Melissa understood that these sobs were brought on because her mother was hurt. Her father had done this. Daddy. She had seen the TV coverage, but she couldn't imagine her father with any woman but Mommy. In truth, she couldn't even really envision that. But it was clear that this…wailing…was triggered by whatever her father had done with the women at the party, and not because two people had been killed at their house.

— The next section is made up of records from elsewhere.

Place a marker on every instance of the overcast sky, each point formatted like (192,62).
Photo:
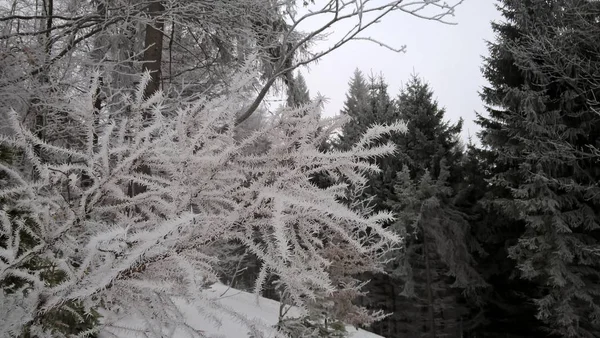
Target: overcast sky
(447,57)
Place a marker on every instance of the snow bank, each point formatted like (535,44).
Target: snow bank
(263,312)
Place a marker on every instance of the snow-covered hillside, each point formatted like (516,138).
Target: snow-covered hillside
(263,313)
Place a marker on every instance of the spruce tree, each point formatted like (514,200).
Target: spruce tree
(542,128)
(357,108)
(437,267)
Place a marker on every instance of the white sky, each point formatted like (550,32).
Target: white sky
(448,57)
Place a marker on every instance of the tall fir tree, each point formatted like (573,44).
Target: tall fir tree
(357,107)
(542,128)
(436,270)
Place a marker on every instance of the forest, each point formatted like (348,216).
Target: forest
(141,164)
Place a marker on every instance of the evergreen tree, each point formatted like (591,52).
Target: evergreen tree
(436,270)
(357,108)
(542,128)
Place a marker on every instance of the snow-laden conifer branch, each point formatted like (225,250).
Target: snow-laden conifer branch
(140,254)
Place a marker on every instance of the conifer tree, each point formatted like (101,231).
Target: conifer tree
(542,128)
(436,268)
(357,108)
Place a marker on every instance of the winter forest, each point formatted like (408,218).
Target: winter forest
(144,177)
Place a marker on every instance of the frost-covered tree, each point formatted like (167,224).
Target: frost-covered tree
(131,256)
(542,127)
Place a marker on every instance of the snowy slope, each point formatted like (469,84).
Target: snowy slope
(264,312)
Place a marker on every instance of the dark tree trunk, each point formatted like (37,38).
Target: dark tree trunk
(153,45)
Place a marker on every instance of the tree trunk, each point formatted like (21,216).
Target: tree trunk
(153,45)
(152,62)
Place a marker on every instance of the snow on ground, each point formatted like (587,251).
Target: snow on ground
(264,313)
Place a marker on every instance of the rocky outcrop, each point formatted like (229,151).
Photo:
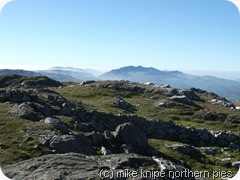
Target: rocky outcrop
(28,82)
(71,143)
(122,103)
(77,166)
(185,149)
(131,135)
(24,111)
(56,123)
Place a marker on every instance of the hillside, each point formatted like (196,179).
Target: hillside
(223,87)
(226,88)
(114,125)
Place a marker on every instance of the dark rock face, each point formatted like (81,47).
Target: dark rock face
(73,166)
(57,124)
(25,111)
(71,143)
(129,134)
(121,103)
(24,81)
(185,149)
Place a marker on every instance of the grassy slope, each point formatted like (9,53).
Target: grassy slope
(17,146)
(101,99)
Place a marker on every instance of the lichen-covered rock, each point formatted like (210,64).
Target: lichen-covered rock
(72,166)
(71,143)
(24,111)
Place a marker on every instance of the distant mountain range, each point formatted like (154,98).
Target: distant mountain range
(227,88)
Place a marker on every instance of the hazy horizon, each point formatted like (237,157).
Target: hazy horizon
(231,75)
(168,35)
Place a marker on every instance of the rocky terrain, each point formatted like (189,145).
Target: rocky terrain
(51,130)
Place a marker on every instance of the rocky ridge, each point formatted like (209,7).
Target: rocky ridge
(72,131)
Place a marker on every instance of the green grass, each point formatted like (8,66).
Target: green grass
(102,98)
(204,162)
(16,146)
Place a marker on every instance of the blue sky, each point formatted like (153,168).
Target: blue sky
(186,35)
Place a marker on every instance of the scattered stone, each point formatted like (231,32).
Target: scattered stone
(96,138)
(24,111)
(57,124)
(182,99)
(129,134)
(105,151)
(209,150)
(185,149)
(71,143)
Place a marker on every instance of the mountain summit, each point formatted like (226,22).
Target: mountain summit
(223,87)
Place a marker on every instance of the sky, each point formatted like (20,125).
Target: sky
(185,35)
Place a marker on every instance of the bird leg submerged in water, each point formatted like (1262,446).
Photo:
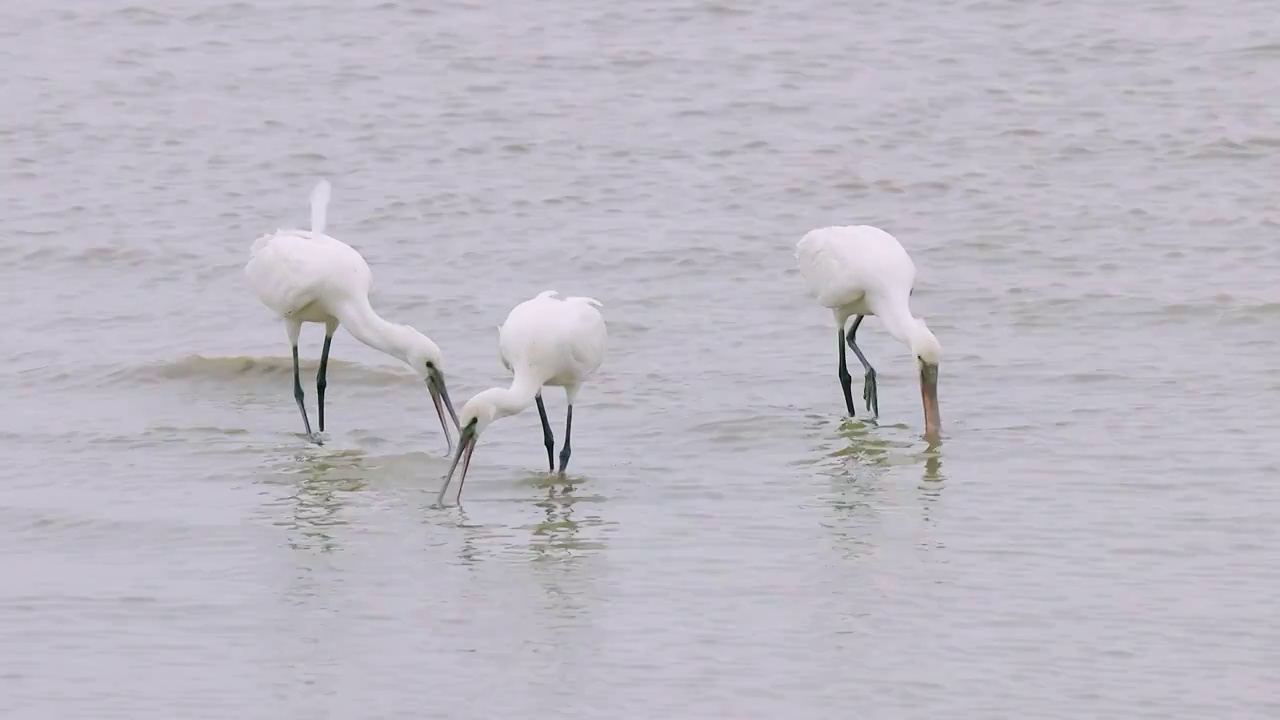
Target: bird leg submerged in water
(548,437)
(568,428)
(869,395)
(321,376)
(297,395)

Yet when Melissa tried to re-create in her mind whatever had occurred in Bronxville on Friday night, it was the violence that was most real to her. Two dead people. Strangers murdered with knives and guns, their bodies in the living room and the front hall. She recalled the moments she had seen from scary movies; though those moments were few, they were indelible. Surreptitiously—with babysitters or at her friend Claudia's house—she had seen her share of zombies and vampires and corpses on late-night TV. And though she had been frightened, she had always taken comfort in the idea that this was make-believe. There were no such things as zombies and vampires; the corpses always were actors in Halloween makeup. But whatever had occurred at her home on Friday night? That was very real.

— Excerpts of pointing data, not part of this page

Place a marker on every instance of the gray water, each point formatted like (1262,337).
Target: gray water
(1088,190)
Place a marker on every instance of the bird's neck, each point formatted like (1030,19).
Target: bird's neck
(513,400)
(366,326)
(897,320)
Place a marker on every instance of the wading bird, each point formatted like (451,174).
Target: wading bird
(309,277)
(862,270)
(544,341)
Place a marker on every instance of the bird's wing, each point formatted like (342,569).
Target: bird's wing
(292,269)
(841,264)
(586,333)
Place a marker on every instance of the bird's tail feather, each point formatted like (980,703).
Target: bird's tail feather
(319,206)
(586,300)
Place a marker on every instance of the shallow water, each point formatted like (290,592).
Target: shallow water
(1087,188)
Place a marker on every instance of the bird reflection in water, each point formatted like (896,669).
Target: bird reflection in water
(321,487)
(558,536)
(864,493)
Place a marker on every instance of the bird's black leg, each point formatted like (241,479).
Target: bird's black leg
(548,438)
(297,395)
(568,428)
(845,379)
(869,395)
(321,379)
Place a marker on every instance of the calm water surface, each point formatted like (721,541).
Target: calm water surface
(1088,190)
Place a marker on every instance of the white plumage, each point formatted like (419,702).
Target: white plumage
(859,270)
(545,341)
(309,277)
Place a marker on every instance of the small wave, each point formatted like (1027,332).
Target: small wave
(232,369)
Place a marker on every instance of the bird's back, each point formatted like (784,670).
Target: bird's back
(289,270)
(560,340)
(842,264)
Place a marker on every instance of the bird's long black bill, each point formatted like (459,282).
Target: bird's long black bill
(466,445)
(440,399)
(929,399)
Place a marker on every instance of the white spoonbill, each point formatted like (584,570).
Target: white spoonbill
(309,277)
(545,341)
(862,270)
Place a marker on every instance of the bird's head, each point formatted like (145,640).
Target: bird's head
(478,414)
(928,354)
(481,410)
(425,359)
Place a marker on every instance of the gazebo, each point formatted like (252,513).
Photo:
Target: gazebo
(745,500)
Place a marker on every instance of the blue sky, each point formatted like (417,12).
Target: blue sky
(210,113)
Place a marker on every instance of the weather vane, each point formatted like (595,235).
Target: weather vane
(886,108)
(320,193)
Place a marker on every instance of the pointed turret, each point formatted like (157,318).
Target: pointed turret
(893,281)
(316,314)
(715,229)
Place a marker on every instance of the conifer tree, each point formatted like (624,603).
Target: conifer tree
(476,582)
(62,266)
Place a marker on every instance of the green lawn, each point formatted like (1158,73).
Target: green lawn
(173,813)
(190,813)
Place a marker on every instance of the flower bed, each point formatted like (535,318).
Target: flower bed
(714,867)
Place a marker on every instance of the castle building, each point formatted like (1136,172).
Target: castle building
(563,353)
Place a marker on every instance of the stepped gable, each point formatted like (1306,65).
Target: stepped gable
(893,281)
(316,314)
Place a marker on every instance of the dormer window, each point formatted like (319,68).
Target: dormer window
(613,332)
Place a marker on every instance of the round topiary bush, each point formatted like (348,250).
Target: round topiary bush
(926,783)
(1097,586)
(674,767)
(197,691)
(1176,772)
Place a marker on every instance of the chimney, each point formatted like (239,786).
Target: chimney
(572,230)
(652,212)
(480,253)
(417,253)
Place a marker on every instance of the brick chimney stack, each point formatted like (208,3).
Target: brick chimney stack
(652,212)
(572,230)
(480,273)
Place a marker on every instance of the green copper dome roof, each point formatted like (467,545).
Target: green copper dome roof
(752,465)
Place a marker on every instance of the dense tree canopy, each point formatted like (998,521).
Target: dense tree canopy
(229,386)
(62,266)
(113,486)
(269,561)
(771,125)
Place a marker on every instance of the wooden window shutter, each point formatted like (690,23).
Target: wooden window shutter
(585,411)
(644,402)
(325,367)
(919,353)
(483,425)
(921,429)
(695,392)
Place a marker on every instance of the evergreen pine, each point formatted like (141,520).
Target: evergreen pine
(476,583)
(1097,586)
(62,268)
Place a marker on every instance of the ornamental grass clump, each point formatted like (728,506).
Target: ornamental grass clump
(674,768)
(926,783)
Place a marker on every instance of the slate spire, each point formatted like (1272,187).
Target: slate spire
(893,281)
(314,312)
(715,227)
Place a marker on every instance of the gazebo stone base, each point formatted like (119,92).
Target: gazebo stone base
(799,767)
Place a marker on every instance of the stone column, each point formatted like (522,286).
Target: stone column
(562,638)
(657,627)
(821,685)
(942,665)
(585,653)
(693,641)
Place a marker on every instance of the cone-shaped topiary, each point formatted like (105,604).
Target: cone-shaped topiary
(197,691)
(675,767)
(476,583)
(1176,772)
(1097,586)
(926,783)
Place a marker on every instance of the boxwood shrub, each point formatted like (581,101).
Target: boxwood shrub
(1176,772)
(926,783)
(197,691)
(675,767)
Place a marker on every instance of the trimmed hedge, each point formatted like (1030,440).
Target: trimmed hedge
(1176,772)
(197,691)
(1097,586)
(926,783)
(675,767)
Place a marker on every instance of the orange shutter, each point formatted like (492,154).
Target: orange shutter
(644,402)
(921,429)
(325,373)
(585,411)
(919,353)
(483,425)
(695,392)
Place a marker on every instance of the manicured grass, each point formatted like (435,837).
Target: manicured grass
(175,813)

Now she leaned against the wall and listened to her mother blowing her nose. She was telling Grandmother that she had to get her act together for Melissa. She had to figure out what she was going to say to her daughter. A second later the wooden chair slid against the kitchen tile. Her mother was standing up. Quickly Melissa retreated through the dining room and down the corridor to the guest bedroom. She didn't want her mother to know that she had been listening. But the one question she was going to be sure and ask her mother when her mother joined her in the bedroom was this: Just how much danger were they in? That was what she wanted to know. She was pretty sure her mother would answer “none,” but Melissa was going to try and read her face when she responded. She also wanted to know when Daddy would be back. She feared she was going to need both of her parents to feel secure—but she had a sick feeling that this just wasn't going to happen.

…

Richard tossed his cell phone down onto the hotel bed and watched it bounce on the mattress. He took comfort in his restraint: his initial thought had been to hurl it as hard as he could—a baseball and he was twelve—against the wall with the framed black-and-white photograph of construction workers high atop a Manhattan skyscraper in (he presumed) the 1920s. He had just gotten a call from a lawyer. A fellow who worked at Franklin McCoy and whom Richard had never met. Said his name was Hugh Kirn. Apparently, Richard's boss—Peter Fitzgerald, great-grandson of Alistair Franklin himself, a keeper of the firm's torch, and utterly humorless—thought it best if Richard took a leave of absence. Seems all the managing directors and the CFO himself felt that way. Paid, Hugh had made clear. Paid. Of course. At least for now. And if this blew over? Then they could revisit what to do next, and whether it made sense for him to return.